The Air Force is on the verge of signing on to the Army’s concept for a new inter-service cargo aircraft capable of vertical take-offs from aircraft carriers and difficult terrain, an Army official recently said.

“I know that there’s been a lot of talk that the Air Force is not interested in this,” said Bruce Tenney, the associate director for technology at the Army’s Aviation Applied Technology Directorate. “That attitude is changing.”

The Joint Future Theater Lift (JFTL) program was born a year ago when Army and Air Force chiefs agreed to combine their respective development programs for a new intratheater cargo plane, after it had become clear that development costs alone for such a system could exceed $2.5 billion. JFTL is expected to replace the Air Force’s C-130 and to become the primary cargo hauler for the Army’s Future Combat Systems vehicles.

The Army had been focusing its efforts on a vertical take-off/landing aircraft, dubbed Joint Heavy Left (JHL), while the Air Force was wedded to the idea of a fixed-wing, short-takeoff/landing approach.

The services are putting the finishing touches on an initial capabilities document (ICD) that combines their requirements for the plane. Tenney said “all outstanding issues” between the services have been resolved, and officials are ready to sign on to a common solution.

One of the major drivers in leading the Air Force to accept the Army’s vision for a vertical take-off aircraft, according to Tenney, is the need for sea-basing, which “drives you to a vertical solution.” Tenney was speaking at the Institute for Land Warfare’s annual aviation conference on Jan. 9.

“I haven’t run into too many people that think we’re going to land a 250,000-pound fixed-wing aircraft on any of the ships that we’ve got,” he said.

“There have been barriers, principally from the Air Force, in agreeing to that as a requirement,” he added. “I think we’re past that now.”

Tenney said the sea-basing requirement will be included in the ICD, which he said is expected to be released one more time to the Army next week for “review and comment” before it goes to the Joint Requirements Oversight Council.
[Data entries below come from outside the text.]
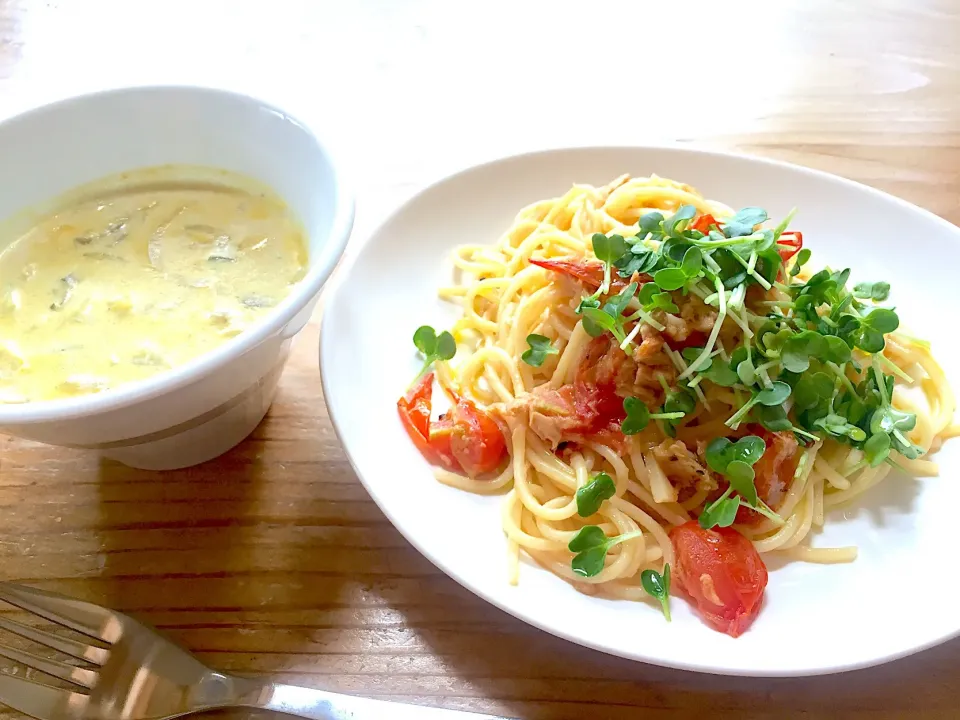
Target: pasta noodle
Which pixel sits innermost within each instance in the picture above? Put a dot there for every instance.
(506, 298)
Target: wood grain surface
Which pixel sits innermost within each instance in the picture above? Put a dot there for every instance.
(273, 559)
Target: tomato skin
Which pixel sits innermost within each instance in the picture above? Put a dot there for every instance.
(476, 441)
(414, 409)
(789, 244)
(722, 573)
(464, 439)
(773, 471)
(703, 223)
(588, 273)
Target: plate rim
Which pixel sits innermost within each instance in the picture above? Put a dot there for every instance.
(353, 256)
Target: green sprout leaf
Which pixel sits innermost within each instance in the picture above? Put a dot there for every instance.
(658, 586)
(591, 547)
(670, 278)
(433, 347)
(608, 249)
(692, 262)
(676, 223)
(798, 349)
(744, 222)
(719, 454)
(740, 476)
(835, 350)
(721, 513)
(776, 394)
(882, 320)
(540, 347)
(801, 259)
(638, 416)
(591, 496)
(877, 449)
(878, 291)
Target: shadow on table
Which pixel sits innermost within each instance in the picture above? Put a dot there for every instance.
(528, 674)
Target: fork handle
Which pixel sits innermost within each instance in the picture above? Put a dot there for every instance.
(322, 705)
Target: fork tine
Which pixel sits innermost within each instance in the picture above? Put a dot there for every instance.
(77, 649)
(70, 673)
(42, 701)
(84, 617)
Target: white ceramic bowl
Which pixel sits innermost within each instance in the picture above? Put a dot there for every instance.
(203, 408)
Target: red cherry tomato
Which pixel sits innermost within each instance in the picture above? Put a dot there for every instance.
(722, 573)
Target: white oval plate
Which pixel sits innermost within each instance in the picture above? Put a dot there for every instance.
(897, 598)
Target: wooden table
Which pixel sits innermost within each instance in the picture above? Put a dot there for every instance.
(273, 559)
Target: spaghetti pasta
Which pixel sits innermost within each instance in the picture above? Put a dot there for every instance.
(533, 282)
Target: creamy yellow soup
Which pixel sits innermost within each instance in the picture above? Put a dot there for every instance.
(138, 276)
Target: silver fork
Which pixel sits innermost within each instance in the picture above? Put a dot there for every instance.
(139, 675)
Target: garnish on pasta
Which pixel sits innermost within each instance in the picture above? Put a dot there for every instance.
(655, 380)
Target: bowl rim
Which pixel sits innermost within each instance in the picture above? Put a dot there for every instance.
(317, 273)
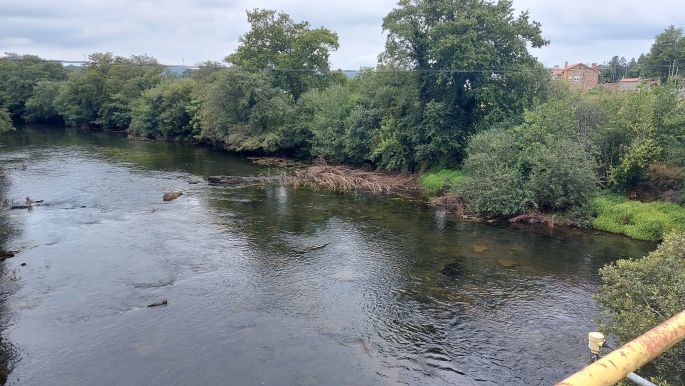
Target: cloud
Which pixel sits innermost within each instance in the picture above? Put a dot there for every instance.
(192, 31)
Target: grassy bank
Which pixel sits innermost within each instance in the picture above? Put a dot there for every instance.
(649, 221)
(437, 182)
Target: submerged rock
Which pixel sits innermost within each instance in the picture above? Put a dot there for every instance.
(480, 248)
(453, 270)
(4, 255)
(159, 303)
(169, 196)
(507, 263)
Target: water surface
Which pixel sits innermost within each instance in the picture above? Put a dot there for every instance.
(401, 294)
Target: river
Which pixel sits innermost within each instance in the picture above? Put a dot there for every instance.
(401, 294)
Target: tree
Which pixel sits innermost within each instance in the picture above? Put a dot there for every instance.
(297, 54)
(101, 93)
(5, 121)
(243, 111)
(637, 295)
(162, 111)
(19, 75)
(473, 64)
(666, 54)
(40, 107)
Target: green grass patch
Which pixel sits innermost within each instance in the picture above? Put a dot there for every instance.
(437, 182)
(649, 221)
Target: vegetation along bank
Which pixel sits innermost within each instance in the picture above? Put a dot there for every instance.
(483, 126)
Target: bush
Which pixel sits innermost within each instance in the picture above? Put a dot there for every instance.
(506, 177)
(639, 220)
(562, 177)
(637, 295)
(5, 121)
(435, 183)
(494, 185)
(162, 111)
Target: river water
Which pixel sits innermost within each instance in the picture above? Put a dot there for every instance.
(401, 294)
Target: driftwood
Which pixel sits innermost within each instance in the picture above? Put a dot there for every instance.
(169, 196)
(310, 248)
(239, 180)
(4, 255)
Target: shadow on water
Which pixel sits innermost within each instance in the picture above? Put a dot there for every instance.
(273, 285)
(7, 231)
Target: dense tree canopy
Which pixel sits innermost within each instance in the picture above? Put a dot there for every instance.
(295, 52)
(666, 54)
(18, 77)
(5, 121)
(637, 295)
(473, 65)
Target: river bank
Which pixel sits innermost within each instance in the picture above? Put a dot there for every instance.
(294, 286)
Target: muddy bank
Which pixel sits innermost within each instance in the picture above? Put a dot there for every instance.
(349, 179)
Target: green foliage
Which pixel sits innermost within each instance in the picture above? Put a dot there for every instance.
(243, 111)
(435, 183)
(640, 220)
(562, 177)
(297, 53)
(667, 51)
(506, 176)
(438, 37)
(102, 92)
(493, 184)
(637, 295)
(18, 77)
(5, 121)
(331, 108)
(161, 112)
(40, 107)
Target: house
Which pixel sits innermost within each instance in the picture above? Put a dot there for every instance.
(628, 84)
(578, 75)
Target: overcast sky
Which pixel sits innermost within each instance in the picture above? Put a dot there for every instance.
(191, 31)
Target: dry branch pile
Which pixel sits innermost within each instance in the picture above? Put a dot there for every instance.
(450, 202)
(347, 179)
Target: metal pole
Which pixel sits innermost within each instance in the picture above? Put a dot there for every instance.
(634, 354)
(639, 380)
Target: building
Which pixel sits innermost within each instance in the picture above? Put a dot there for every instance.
(628, 84)
(578, 75)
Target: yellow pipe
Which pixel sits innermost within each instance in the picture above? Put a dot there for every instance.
(633, 355)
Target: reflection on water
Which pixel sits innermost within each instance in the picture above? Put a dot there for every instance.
(401, 293)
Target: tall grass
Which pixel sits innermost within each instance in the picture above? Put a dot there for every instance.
(437, 182)
(649, 221)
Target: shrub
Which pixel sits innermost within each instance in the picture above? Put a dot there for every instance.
(435, 183)
(562, 177)
(5, 121)
(637, 295)
(639, 220)
(493, 185)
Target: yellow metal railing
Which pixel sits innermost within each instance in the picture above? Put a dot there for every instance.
(633, 355)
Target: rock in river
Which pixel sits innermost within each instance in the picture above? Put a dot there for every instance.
(169, 196)
(158, 304)
(507, 263)
(453, 270)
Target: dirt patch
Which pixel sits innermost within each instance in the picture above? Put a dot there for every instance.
(450, 202)
(347, 179)
(277, 162)
(537, 218)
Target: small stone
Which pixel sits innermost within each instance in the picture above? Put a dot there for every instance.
(507, 263)
(479, 248)
(169, 196)
(158, 304)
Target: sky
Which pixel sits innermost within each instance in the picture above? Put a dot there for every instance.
(192, 31)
“The problem we’ve had getting the ICD to the JROC has largely been a cultural issue and has to do with the nature of how we see the use of the airplane,” Tenney explained. “The land components–the Army, the Marines and the [Special Operations] community–see this as part of the maneuver forces. And so that’s different than how the traditional airlift community has seen their role.”

He explained that the Air Force has in the past envisioned its airlift effort as one of a “point to point delivery system, where those points are very well defined, very well controlled locations.”

Tenney attributes the shift in the air service’s attitude to the leadership of its new chief of staff, Gen. Norton Schwartz. In his previous position as head of Air Force Transportation Command, Schwartz “talked about delivering that ‘last tactical mile’ for the ground forces,” Tenney explained.

“So he’s brought that leadership and perspective to the Air Force–delivery to the point of need and maneuver to austere, unimproved locations,” he said. “And it’s beginning to resonate from the top down.”

Approximately $40 million in FY ’08 and ’09 was budgeted for technology investigation and requirements definition for JFTL. The top five efforts include 11 contracts, some of which fund JHL concept refinement studies by Bell Helicopter Textron [TXT] Boeing [BA], a Karem Aircraft-Lockheed Martin [LMT] team and United Technologies [UTX] Sikorsky Aircraft.

Tenney said the inter-service differences on the project have now been resolved, and the Air Force is committed to the effort.

“They want to support the land component. This is just a different method of transport than they’ve done before,” he said. “I think the official position is…the Air Force is open to the solution set, and we’re going to go through a legitimate analysis and let the chips fall where the analysis says they should.”